What is Input Tax Credit (ITC)?
Input Tax Credit basically refers to the reduction of the taxes paid on inputs from taxes to be paid on output. When the supply of goods and services is supplied to a taxable person, the GST charged is known as Input Tax. The concept of ITC is not entirely new as it already existed under the pre-GST indirect taxes regime (service tax, VAT and excise duty). Now just the scope of it has been widened under GST. Earlier, it was not allowed to claim ITC for Central Sales Tax, Entry Tax, Luxury Tax and other taxes. In addition to all these, the manufacturers and service providers were barred from claiming the Central Excise duty. Though, it should be noted that Input Tax Credit can not be applied to all types of inputs. Each and every state or country can have a different set of rules and regulations to be followed. Input Tax Credit can also be applicable to a dealer who has purchased goods to resale. These rules are quite stringent and particular in their approach. Let’s take an instance, where a manufacturer needs to figure out his final taxes after claiming the ITC. Let’s say, the tax to be paid on the final product is Rs. 500 and the purchase tax paid is Rs. 350. The Input credit he claimed is Rs. 350, then the final taxes he will pay is Rs.150. Under GST, It is a very critical activity to claim for ITC for every business to settle the tax liability. So, let’s learn how to claim ITC.

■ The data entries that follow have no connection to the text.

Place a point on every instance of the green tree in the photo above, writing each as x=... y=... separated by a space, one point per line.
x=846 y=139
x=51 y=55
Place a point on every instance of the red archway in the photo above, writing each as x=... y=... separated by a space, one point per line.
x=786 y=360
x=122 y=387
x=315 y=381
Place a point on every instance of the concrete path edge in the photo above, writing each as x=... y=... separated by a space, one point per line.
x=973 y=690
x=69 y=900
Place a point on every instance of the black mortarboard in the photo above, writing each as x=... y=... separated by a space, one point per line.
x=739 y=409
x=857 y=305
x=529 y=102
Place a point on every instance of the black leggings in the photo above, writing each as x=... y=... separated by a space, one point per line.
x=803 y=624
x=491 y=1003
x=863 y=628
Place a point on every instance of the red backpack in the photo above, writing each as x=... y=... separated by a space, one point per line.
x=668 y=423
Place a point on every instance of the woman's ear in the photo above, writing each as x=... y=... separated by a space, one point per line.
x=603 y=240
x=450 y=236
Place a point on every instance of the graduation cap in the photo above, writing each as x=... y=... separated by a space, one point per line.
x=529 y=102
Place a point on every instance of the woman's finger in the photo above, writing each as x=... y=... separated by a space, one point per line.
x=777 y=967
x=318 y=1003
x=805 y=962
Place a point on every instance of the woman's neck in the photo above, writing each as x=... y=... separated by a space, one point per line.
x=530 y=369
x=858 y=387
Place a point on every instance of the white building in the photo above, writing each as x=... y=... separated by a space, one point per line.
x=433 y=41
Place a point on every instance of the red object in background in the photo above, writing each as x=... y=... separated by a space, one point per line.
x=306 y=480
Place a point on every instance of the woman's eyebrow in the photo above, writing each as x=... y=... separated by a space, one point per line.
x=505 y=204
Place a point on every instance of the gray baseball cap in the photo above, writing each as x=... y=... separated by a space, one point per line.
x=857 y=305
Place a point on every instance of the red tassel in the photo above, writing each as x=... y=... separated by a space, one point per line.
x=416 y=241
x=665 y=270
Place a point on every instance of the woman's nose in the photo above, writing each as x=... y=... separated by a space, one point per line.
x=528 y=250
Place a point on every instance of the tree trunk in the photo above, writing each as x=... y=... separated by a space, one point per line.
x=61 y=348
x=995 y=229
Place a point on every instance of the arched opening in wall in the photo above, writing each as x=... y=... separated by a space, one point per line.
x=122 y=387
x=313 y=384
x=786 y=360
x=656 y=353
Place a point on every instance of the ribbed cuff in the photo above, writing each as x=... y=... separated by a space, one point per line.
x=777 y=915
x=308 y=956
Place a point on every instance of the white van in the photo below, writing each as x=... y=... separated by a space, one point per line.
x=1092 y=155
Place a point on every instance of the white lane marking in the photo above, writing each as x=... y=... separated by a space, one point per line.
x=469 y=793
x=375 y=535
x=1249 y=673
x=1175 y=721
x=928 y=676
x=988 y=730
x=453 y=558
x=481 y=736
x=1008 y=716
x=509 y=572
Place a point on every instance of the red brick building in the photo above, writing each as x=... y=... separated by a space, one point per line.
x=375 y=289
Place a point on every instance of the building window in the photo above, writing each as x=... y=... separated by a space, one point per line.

How to claim Input Tax Credit (ITC)?
If you want to claim and be entitled to your Input Credit Tax then the following must be followed as per the GST laws –
1. One should be a registered taxable person.
2. One can claim Input Tax Credit only, in the case, where the goods or services received is used for business purposes.
3. Input Tax Credit is taxable and can be claimed on exports or zero-rated supplies.
4. If you are a registered taxable person, and the constitution changes due to merger, sale or transfer of business, then the unused Input Tax Credit shall be transferred to the merged, sold or transferred business.
5. One can credit the Input Tax Credit in his/her Electronic Credit Ledger in a provisional manner on the common portal as per the model GST law.
6. Supporting documents such as a debit note, tax invoice, supplementary invoice, all are needed to claim the Input Tax Credit.
7. Input Tax Credit can be claimed if there is an actual receipt of goods and services.
8. The Input Tax needs to be paid through Electronic Credit/Cash ledger.
9. All GST returns like GST-1, 2,3, 6, and 7 needs to be filed.